SECONDO WALL STREET IL MODELLO DEL CAPO AZIENDA DEVE ESSERE SALIERI, NON MOZART. CHI COMANDA DEVE ESSERE SECCHIONE, NON GENIO E SREGOLATEZZA. IL VERDETTO DEI COLOSSI AMERICANI, DALLA BORSA ALL’HI-TECH: «L’ERA DELLA RETORICA RIVOLUZIONARIA È FINITA, ADESSO VINCE IL PRAGMATISMO»

Mozart addio. La rivoluzione hitech ha bruciato in pochi anni l’era pionieristica dei leader alla Steve Jobs, tutti genio e sregolatezza come il musicista salisburghese. I tempi sono cambiati. Apple & C. hanno conquistato il mondo e Wall Street. Ma oggi al vertice dei colossi mondiali si sta consumando (copyright di Herminia Ibarra, professoressa all’Insead di Parigi) la vendetta dei Salieri. I capi pragmatici, secchioni, prevedibili e un po’ grigi come il compositore veneto – eclissato alla Corte di Vienna dalle note in libertà di Wolfgang – tornati di moda ora che la rivoluzione digitale deve consolidare in business che durino le intuizioni dei suoi irripetibili “guru”.
L’era degli uomini soli al comando della corsa è finita. Il Requiem, per rimanere in tema, è arrivato dall’ultima analisi della Harvard business review (Hbr): il boom delle start-up nate in un box o in un sottoscala e diventate conglomerati planetari ha fatto il suo tempo.

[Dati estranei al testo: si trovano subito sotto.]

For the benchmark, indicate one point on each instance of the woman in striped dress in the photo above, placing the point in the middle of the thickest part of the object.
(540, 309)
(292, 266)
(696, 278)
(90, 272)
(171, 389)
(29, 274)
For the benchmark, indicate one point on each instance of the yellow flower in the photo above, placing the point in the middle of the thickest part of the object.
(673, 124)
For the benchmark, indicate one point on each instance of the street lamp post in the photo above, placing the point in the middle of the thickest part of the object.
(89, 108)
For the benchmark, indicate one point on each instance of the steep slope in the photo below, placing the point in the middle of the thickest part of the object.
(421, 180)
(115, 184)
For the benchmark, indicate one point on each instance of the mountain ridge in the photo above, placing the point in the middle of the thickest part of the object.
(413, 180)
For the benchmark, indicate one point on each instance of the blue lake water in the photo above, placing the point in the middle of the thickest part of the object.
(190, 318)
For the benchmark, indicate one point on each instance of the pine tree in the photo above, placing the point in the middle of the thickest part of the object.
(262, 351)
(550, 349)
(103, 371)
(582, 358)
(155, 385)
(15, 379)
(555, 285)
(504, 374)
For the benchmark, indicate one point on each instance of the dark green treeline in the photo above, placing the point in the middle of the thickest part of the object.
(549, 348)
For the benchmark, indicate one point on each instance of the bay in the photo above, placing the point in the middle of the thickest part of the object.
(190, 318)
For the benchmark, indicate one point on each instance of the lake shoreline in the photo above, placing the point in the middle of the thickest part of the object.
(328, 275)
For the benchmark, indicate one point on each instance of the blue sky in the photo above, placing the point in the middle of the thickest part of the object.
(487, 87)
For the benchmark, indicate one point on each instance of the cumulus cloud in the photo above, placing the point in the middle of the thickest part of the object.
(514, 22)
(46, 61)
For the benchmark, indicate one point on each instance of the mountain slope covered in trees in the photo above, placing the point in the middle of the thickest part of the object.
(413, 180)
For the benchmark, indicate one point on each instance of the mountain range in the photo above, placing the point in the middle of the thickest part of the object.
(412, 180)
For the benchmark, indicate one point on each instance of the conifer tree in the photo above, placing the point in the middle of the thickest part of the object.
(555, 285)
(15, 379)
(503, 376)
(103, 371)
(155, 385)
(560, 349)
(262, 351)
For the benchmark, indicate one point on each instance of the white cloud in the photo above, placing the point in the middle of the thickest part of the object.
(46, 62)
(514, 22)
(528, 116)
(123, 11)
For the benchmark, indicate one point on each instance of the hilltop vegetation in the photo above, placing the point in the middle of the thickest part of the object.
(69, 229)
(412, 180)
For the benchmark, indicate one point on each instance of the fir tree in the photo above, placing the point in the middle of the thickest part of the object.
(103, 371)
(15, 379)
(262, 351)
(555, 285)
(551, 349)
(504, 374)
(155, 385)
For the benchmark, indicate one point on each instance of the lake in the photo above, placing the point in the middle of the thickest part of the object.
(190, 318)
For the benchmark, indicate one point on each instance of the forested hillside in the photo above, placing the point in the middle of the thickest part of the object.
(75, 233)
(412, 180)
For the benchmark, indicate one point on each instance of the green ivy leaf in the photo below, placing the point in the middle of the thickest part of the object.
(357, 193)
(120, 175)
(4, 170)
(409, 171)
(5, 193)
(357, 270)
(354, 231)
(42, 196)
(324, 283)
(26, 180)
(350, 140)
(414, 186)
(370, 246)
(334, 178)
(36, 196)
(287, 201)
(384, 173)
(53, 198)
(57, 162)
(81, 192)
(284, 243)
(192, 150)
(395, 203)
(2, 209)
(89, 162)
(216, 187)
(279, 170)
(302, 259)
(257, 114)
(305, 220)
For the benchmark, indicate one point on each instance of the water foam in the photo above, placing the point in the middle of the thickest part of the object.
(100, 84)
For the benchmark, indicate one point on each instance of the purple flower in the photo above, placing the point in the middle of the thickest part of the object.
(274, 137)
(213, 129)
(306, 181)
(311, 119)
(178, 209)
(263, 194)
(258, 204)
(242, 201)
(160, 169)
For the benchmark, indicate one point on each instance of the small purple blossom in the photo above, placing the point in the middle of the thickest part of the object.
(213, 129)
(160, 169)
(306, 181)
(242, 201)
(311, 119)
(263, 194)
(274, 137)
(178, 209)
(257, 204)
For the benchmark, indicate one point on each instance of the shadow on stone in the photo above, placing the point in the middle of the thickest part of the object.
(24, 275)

I loro leader, capaci di raccogliere consenso e capitali grazie al carisma dell’«intelligenza emotiva», come provano le neuroscienze, sono stati costretti a passare la mano a chi è capace di gestire organizzazioni ormai troppo complesse. E non a caso 24 dei cento manager più redditizi d’America – ha calcolato Hbr – sono ingegneri. Magari meno spumeggianti dei loro predecessori ma capaci di quell’approccio «pragmatico e pratico», come dice il preside di Harvard Nitin Nohria, che (evidentemente) paga molto sul fronte dei bilanci.
Il tramonto dei leader-Mozart e la carica dei manager alla Salieri è un fenomeno a 360 gradi che attraversa tutta l’industria. L’avvento a maggio 2013 al timone di Intel di Brian Krzanich – un ingegnere a dir poco low-profile – aveva fatto storcere il naso a Wall Street, abituata agli eccessi del suo vulcanico predecessore Paul Otellini. Analisti e risparmiatori si sono dovuti ricredere. Il lavoro oscuro del nuovo ad ha funzionato. E i titoli Intel viaggiano oggi a una valore quasi doppio rispetto a un anno fa.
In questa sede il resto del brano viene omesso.